Thanks for any help you can give!


----------



## Asleep (Jan 19, 2003)

wow, lots of distributor problems lately. quick explanation as to why you got those particular codes. the oil got onto the camshaft position sensor, tripping that code. the ignition code you got because the vehicle failed to start. you have two options. let the dealer replace it and pay an exorbitant amount of money on a new distributor and labor.

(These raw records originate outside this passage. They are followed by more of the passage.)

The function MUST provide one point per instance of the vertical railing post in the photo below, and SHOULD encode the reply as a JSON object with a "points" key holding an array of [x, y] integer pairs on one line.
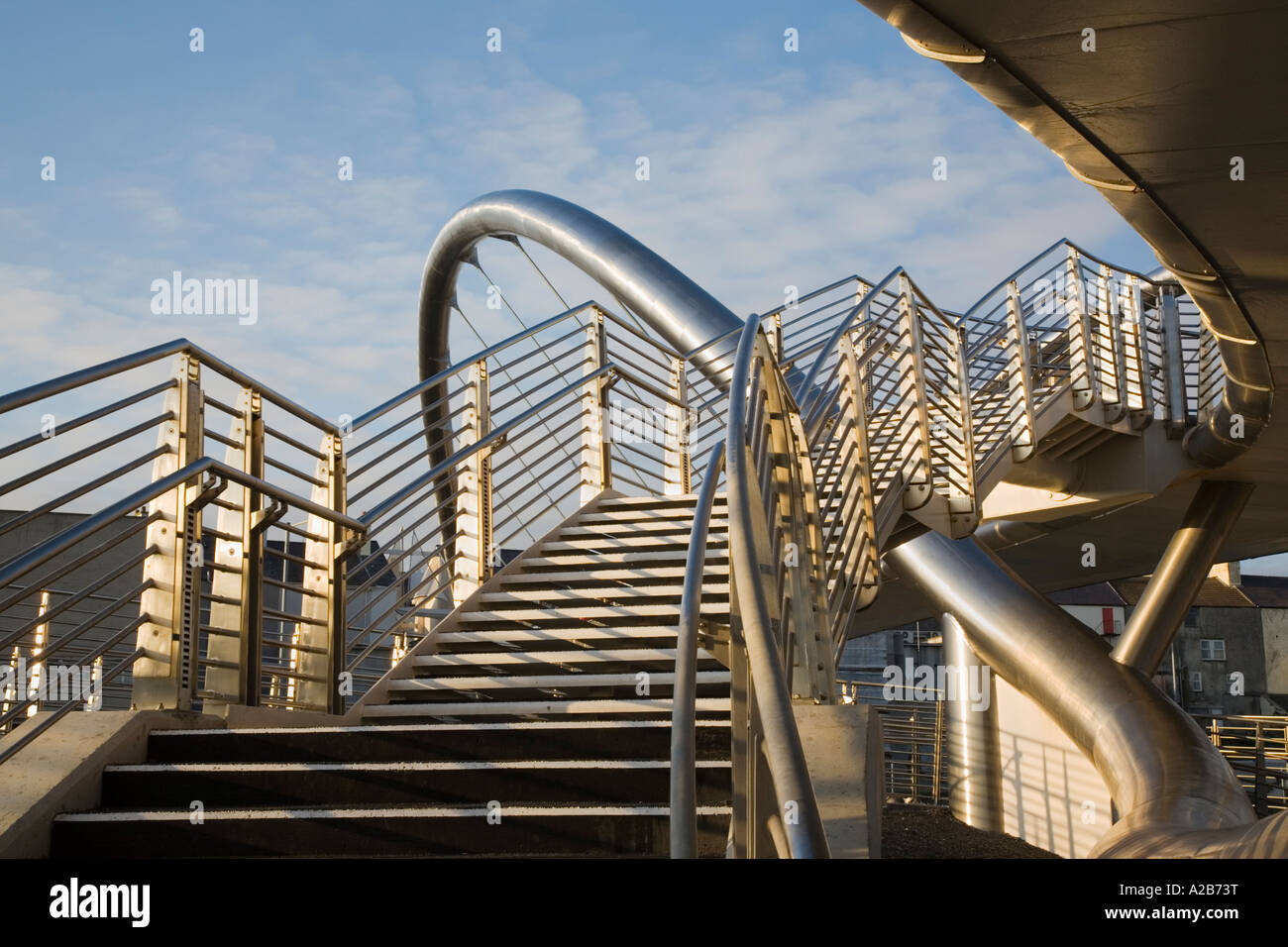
{"points": [[918, 474], [475, 541], [677, 462], [1173, 361], [1211, 371], [322, 620], [165, 676], [1141, 390], [1082, 371], [595, 442], [1113, 390], [961, 487], [232, 673], [866, 571], [1019, 369], [1258, 796]]}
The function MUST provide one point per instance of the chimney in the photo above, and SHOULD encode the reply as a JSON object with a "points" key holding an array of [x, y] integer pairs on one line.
{"points": [[1227, 573]]}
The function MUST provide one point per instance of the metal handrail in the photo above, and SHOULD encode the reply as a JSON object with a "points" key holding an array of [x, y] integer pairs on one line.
{"points": [[64, 382], [684, 696], [784, 750]]}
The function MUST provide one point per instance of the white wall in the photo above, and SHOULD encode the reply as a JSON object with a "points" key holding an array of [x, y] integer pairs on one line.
{"points": [[1052, 795]]}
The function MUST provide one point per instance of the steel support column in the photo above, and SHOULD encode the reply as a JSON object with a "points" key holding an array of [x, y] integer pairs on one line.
{"points": [[973, 744], [1212, 513]]}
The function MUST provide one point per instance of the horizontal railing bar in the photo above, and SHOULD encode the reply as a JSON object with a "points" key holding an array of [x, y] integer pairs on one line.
{"points": [[63, 427]]}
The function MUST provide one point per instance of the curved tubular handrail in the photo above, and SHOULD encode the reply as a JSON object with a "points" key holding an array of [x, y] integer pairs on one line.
{"points": [[1177, 796], [684, 697], [784, 750], [675, 307]]}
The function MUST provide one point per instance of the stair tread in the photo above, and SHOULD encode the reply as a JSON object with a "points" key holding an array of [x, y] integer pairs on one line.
{"points": [[545, 681]]}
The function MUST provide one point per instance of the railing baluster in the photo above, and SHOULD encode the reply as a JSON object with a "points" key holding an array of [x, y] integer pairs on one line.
{"points": [[165, 677]]}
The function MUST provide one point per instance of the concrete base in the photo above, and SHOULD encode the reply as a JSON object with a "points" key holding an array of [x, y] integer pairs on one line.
{"points": [[842, 750], [62, 770]]}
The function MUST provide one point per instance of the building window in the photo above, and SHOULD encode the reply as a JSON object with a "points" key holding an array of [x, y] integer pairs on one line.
{"points": [[1212, 648]]}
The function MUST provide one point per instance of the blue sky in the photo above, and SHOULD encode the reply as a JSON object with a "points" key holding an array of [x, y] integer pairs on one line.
{"points": [[767, 167]]}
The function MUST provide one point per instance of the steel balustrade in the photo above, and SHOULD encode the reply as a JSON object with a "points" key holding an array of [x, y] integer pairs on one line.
{"points": [[844, 414], [910, 411], [180, 536]]}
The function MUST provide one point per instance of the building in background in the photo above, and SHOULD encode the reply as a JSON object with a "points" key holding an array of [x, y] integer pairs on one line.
{"points": [[1229, 657]]}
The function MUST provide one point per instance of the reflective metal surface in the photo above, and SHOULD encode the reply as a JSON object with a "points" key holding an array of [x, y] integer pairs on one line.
{"points": [[1175, 791], [1180, 574], [970, 729]]}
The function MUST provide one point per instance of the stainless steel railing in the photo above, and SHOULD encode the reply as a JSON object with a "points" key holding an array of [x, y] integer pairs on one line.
{"points": [[149, 509], [910, 410], [1256, 748], [777, 650], [524, 433]]}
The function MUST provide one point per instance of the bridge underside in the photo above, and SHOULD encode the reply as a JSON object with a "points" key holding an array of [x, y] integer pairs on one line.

OR, do it yourself. you can get one from auto zone at about a third of what nissan will sell it for. now before anyone starts screaming that auto zone is junk, remember this - dealer will cost a little over 400 dollars for a new dis. auto zone will be about 165 and you get a LIFETIME warranty. dealer wont do that for you. scribe the old distributor where it mounts to the head. make the scribe mark line up with the center of the adjusting hole on the distributor where it can be easily seen. now you can safely remove the old dis. when you install the new one, make sure the shaft lines up with the notch in the camshaft. align the center of the hole with your scribe mark and the engine should still be very close to the correct timing. if you have a timing light, now would be the perfect time to use it. if these instructions were too vague, let me know and ill explain better. oh yeah, have auto zone reset the ecu once you are done. good luck!


----------



## SPEEDO (Jun 9, 2003)

if I remember right, you can only put the dist. in one way, but its not a bad idea to scribe a mark j u s t in case


----------



## Asleep (Jan 19, 2003)

the scribe mark isnt for the distributor to fit - its so the timing will be close to what it was before you pulled the old one out...


----------